Six-year-old Alabaman Mirabella O’Brien caught a 16-pound, 5-ounce tripletail that was nearly as big as her last month. The fish is currently a pending IGFA Female Smallfry record for the species. She hooked and reeled the fish to the boat all by herself, which is an impressive feat for such a young angler. Mirabella had some good coaching while she fought the big fish. She was with her dad, Jay O’Brien, who’s a well-known charter captain with Irish Wake Fishing. The duo was out on a “daddy-daughter” fishing trip off of Alabama’s Gulf Coast. O’Brien says Mirabella has been fishing since she was two.
“She’s ate up with [fishing],” says O’Brien. “You know, you don’t find many young girls that are that ate up with it, but she just loves it. She has grinded in tournaments with me from daylight to dark before. She’s just got a competitive spirit about her.”

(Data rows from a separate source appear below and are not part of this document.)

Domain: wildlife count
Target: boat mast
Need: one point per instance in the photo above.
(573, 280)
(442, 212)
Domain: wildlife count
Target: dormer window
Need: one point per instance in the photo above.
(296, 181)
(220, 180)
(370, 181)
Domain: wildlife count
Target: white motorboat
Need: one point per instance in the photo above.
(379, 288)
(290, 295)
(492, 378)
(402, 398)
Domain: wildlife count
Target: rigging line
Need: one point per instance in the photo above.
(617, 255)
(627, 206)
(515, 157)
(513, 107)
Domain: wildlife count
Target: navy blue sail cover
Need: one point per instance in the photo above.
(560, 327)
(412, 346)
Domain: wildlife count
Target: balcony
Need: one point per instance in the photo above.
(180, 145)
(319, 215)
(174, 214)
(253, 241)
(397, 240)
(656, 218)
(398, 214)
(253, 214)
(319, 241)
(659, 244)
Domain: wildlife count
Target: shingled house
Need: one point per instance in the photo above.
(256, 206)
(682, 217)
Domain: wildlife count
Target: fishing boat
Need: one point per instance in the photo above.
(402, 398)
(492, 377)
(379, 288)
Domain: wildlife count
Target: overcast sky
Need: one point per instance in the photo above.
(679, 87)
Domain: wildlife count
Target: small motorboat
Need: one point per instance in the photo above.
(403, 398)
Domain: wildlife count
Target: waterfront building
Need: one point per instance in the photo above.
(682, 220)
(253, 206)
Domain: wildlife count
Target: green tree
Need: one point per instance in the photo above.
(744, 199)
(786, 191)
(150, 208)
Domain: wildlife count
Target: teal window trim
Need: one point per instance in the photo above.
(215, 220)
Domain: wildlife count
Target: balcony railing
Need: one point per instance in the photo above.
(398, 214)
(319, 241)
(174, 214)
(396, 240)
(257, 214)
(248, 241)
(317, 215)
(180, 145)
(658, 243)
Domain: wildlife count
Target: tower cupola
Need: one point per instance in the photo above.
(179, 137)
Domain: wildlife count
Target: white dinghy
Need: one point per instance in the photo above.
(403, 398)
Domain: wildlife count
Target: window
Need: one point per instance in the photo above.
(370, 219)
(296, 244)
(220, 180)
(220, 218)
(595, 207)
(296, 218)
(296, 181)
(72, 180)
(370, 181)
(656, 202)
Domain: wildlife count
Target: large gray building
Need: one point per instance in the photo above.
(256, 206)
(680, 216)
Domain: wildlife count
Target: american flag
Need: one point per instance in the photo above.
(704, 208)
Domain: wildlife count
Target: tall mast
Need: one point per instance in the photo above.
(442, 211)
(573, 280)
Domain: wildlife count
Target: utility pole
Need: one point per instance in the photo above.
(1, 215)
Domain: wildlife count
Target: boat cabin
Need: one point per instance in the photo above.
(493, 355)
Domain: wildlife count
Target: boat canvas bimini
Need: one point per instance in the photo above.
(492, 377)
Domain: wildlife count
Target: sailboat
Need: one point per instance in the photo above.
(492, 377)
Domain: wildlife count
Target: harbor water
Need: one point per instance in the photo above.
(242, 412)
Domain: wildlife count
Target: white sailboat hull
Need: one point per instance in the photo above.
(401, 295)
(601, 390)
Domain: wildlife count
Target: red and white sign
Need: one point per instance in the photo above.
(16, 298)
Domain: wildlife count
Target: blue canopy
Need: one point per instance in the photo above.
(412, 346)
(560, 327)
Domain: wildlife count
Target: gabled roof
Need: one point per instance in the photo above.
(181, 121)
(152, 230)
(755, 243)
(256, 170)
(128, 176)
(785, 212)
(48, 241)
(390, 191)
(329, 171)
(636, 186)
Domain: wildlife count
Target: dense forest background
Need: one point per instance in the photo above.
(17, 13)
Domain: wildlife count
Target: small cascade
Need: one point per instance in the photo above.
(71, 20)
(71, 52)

O’Brien had been having trouble finding a good day to go out on their yearly “daddy-daughter” day because of a busy charter season, but they were able to go on O’Brien’s birthday—and the last day before school started for Mirabella—when a party canceled last-minute because of a COVID-19 exposure. O’Brien drifts live shrimp under a cork near structure to target tripletail. Unlike many other tripletail anglers, he uses circle hooks. Mirabella is no stranger to catching big tripletails, but she typically gets some help from dad.
“Usually I have to do the hook set for her and then kind of help her fight the fish,” says O’Brien. “I’ve been trying to work with her to where she’s completely self-sufficient. She’s caught 7- to 10-pounders by herself, but nothing ever bigger than that.”
O’Brien was on a phone call from a friend when he saw the cork shoot across the water. He knew it was a big fish and felt like it was a perfect opportunity for Mirabella. He gave her the rod, and she laid into it. Mirabella almost brought the fish in right away for an early net-shot, but then the whopper turned and gave Mirabella a solid fight. By the time she brought it boat-side, “she was almost in tears,” says O’Brien. “It pushed her to her physical limits.”
When the fish was aboard, “she got really excited,” adds O’Brien. “The fish was laying on the deck, and she was petting the fish. It was really cool.”